After the worst December for stocks since the Great Depression, which saw the S&P500 tip into bear market territory if only for a few seconds, on December 24, the market enjoyed a furious rebound last month, when it climbed 7.9%, the best January return since 1987, a fact that was not lost on president Trump who is back to tweeting about the market after taking a 3 month hiatus during the Q4 swoon.
Best January for the DOW in over 30 years. We have, by far, the strongest economy in the world!
— Donald J. Trump (@realDonaldTrump) February 1, 2019
Of course, as extensively discussed here and elsewhere, this miraculous rebound was entirely due to the Fed’s bizarre, according to some laughable dovish reversal, which has put rate hikes on hold at least until the summer if not indefinitely with the market now officially expecting the Fed to cut rates in early 2020 when the recession hits, paradoxically giving stocks a green light to keep levitating up until the point the US economy contracts if not beyond: after all at some point, the Fed will have to launch QE4, and that as every shoeshine boy knows, is bullish for stocks which long ago ceased to reflect the economy and merely rise and fall based on how much liquidity the Fed is injecting or draining from the market.
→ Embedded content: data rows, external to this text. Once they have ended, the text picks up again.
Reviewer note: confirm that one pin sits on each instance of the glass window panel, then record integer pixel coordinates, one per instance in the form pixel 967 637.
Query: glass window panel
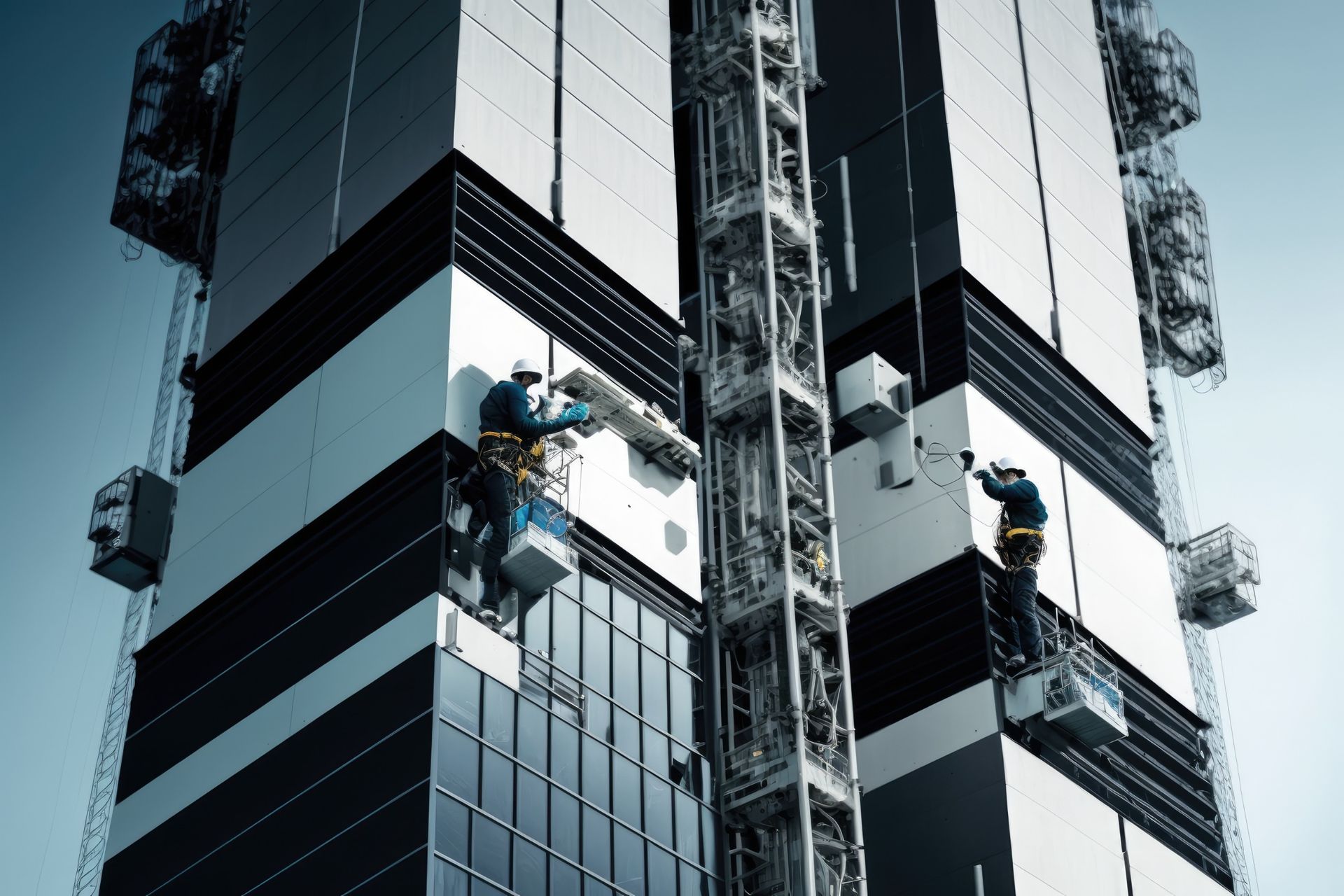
pixel 449 880
pixel 565 879
pixel 597 773
pixel 657 809
pixel 565 634
pixel 597 652
pixel 491 849
pixel 537 625
pixel 708 837
pixel 625 659
pixel 679 647
pixel 654 629
pixel 654 688
pixel 460 694
pixel 692 881
pixel 628 853
pixel 662 872
pixel 565 824
pixel 598 715
pixel 687 827
pixel 565 754
pixel 656 750
pixel 499 716
pixel 451 821
pixel 597 594
pixel 682 710
pixel 533 806
pixel 679 769
pixel 625 790
pixel 498 785
pixel 533 742
pixel 458 762
pixel 626 734
pixel 597 841
pixel 625 610
pixel 528 867
pixel 569 584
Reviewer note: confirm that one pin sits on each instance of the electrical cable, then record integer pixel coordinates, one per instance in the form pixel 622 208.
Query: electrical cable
pixel 944 488
pixel 74 586
pixel 140 374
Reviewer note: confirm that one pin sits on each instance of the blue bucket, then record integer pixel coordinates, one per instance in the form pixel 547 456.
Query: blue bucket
pixel 545 514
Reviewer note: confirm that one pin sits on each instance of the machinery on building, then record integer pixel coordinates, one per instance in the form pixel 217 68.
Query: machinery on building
pixel 179 130
pixel 1073 696
pixel 178 134
pixel 1152 93
pixel 1224 574
pixel 785 739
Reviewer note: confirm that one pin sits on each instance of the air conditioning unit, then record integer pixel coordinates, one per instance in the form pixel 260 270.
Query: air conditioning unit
pixel 1082 696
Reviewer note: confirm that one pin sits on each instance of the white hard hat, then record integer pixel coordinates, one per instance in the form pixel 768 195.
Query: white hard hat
pixel 527 365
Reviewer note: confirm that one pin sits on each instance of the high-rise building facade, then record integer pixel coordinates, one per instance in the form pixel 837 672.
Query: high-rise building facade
pixel 400 198
pixel 980 159
pixel 420 192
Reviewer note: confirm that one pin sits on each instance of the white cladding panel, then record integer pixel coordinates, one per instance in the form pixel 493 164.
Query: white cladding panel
pixel 617 163
pixel 508 80
pixel 617 174
pixel 381 399
pixel 510 152
pixel 1156 871
pixel 632 245
pixel 927 735
pixel 1065 841
pixel 1003 242
pixel 270 724
pixel 615 46
pixel 891 535
pixel 995 434
pixel 1126 592
pixel 640 505
pixel 1084 202
pixel 619 108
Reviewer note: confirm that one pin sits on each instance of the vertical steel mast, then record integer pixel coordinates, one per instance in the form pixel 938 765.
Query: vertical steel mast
pixel 790 790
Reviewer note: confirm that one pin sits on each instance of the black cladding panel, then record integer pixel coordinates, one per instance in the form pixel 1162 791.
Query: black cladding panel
pixel 927 830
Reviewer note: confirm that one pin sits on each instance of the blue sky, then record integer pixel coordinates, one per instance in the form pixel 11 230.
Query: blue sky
pixel 83 336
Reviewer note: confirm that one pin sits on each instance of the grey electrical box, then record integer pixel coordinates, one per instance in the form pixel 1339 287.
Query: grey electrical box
pixel 875 398
pixel 130 527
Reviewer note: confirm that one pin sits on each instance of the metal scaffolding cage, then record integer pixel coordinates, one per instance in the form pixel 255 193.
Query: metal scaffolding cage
pixel 1224 574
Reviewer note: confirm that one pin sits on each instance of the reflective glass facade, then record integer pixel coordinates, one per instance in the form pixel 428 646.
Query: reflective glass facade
pixel 539 796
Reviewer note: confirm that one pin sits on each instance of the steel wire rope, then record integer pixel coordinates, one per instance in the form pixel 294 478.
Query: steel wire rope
pixel 140 374
pixel 74 586
pixel 1237 764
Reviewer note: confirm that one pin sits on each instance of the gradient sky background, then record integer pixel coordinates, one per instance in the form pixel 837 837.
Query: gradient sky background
pixel 81 340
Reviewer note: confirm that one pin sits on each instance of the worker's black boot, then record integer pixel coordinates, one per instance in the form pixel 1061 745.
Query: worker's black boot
pixel 491 601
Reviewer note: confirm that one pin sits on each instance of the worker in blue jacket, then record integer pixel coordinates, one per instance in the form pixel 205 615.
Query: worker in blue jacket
pixel 1021 543
pixel 510 428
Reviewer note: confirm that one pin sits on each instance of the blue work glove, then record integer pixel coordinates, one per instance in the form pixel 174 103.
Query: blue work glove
pixel 575 414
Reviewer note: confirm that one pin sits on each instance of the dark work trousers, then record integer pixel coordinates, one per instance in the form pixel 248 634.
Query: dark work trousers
pixel 499 508
pixel 1025 625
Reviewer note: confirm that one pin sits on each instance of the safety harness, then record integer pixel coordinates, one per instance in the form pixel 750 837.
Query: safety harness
pixel 1018 548
pixel 510 453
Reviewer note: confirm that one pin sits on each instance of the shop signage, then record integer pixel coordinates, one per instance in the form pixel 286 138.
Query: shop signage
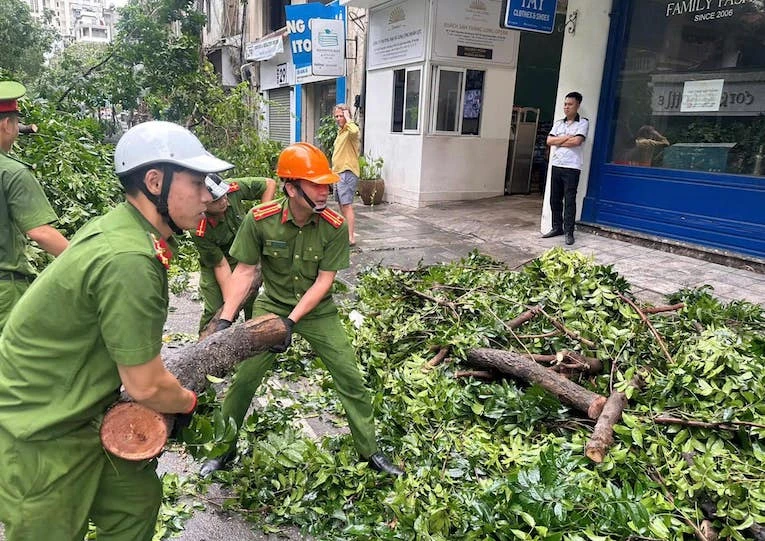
pixel 397 34
pixel 263 49
pixel 299 30
pixel 703 10
pixel 739 94
pixel 472 26
pixel 531 15
pixel 328 47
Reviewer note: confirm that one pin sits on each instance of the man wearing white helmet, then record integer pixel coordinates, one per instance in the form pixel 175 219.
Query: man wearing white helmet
pixel 91 323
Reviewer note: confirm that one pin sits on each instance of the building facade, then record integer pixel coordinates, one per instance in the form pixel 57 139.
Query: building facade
pixel 673 91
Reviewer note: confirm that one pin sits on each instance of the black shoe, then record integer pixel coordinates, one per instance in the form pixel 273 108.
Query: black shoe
pixel 214 464
pixel 380 462
pixel 553 233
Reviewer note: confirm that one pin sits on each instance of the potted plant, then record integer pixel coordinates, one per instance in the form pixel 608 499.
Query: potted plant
pixel 371 185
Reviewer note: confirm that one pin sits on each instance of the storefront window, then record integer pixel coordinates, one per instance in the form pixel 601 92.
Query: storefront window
pixel 406 100
pixel 457 106
pixel 691 89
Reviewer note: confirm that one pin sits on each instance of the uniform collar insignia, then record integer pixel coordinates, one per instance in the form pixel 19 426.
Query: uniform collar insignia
pixel 161 250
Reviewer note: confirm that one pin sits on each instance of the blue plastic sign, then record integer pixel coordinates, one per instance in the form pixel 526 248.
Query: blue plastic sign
pixel 531 15
pixel 299 30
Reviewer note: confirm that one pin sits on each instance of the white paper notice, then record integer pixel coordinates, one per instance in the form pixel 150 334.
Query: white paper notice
pixel 701 95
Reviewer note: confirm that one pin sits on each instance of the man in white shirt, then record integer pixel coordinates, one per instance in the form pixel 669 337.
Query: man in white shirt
pixel 566 138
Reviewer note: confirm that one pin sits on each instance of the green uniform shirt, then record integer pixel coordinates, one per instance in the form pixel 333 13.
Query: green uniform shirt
pixel 23 206
pixel 213 240
pixel 102 302
pixel 292 256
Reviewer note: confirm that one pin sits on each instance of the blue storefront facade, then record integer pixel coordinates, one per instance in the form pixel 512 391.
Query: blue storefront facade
pixel 678 151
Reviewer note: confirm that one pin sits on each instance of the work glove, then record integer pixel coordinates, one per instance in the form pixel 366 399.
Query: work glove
pixel 183 420
pixel 281 348
pixel 222 324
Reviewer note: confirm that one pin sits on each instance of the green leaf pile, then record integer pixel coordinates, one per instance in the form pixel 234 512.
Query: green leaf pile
pixel 504 460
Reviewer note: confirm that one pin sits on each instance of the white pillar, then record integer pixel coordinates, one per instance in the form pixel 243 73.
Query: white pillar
pixel 581 70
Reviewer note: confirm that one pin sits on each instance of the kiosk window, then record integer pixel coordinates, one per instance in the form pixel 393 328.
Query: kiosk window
pixel 406 101
pixel 458 101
And yet, something strange happened: at a time when stocks continued to surge, investors were not buying it the market’s latest miraculous recovery, and according to EPFR, this week saw wildly risk-off flows with $9.4 billion allocated to bonds while $15.0 billion was pulled out of equities.
Which, once again, begs the question: was the recent rally just one giant short squeeze?
As Bank of America’s Michael Hartnett points out in his latest Flow Show, not only were billions pulled out of US equity funds, with outflows on 10 of the past 11 weeks, culminating with $12.1NN in ETF outflows and $2.9BN in mutual funds outflows this week, but US equities have suffered record outflows in the past 3-months, amounting to $82.0BN, equivalent to a whopping 2% of all AUM, i.e. consistent with US equity bearishness at “events” & “big lows” of past decade.
Meanwhile, as investors drained equity funds, they rushed to allocate funds to “yield” with $6.9BN in inflows to corporate bond & EM bond funds, the largest since Jan’18…
… while IG bond funds saw $4.7 billion in inflows this week, the biggest since Feb’18.
Meanwhile, betting on a sharply lower dollar, investors allocated even more funds to EM which saw another week of inflows, with BofA noting that the cumulative bond & equity inflows to EM are now back to just $2 billion from all-time highs.
So what accounts for this odd divergence? According to BofA it’s all the Fed trade, i.e., “long risk, long leverage, short vol”, as the fear of a credit event in Dec’18 caused the now infamous Fed capitulation on tightening… and it worked as credit ETFs, such as EMB/HYG/LQD, are all back at highs.
And yet, not all is well just yet, because as Hartnett notes, the BofAML Global EPS Model still forecasts 0% 2019 vs consensus +5%, adding that the model says end of EPS recession will be signaled by steeper US 2s10s yield curve (>50bps), as well as a rebound in Asian export growth, easy China financial conditions, and rising global PMI – in short “watch Jan ISM & new orders tomorrow…must bounce.” It bounced in the US… it dropped pretty much everywhere else.
Hartnett concludes with what he dubs the “Most contrarian trade in world” which is now a Fed hike in 2019 – consensus now rushing back to “low growth, low rates” playbook of long credit, EM, growth stocks.
As such, the greatest irony of all would be if the Fed ended tightening just as wage inflation is set to accelerate further. As such, the best hedge against inflation & complete collapse in Fed credibility is short US dollar, long small cap value stocks.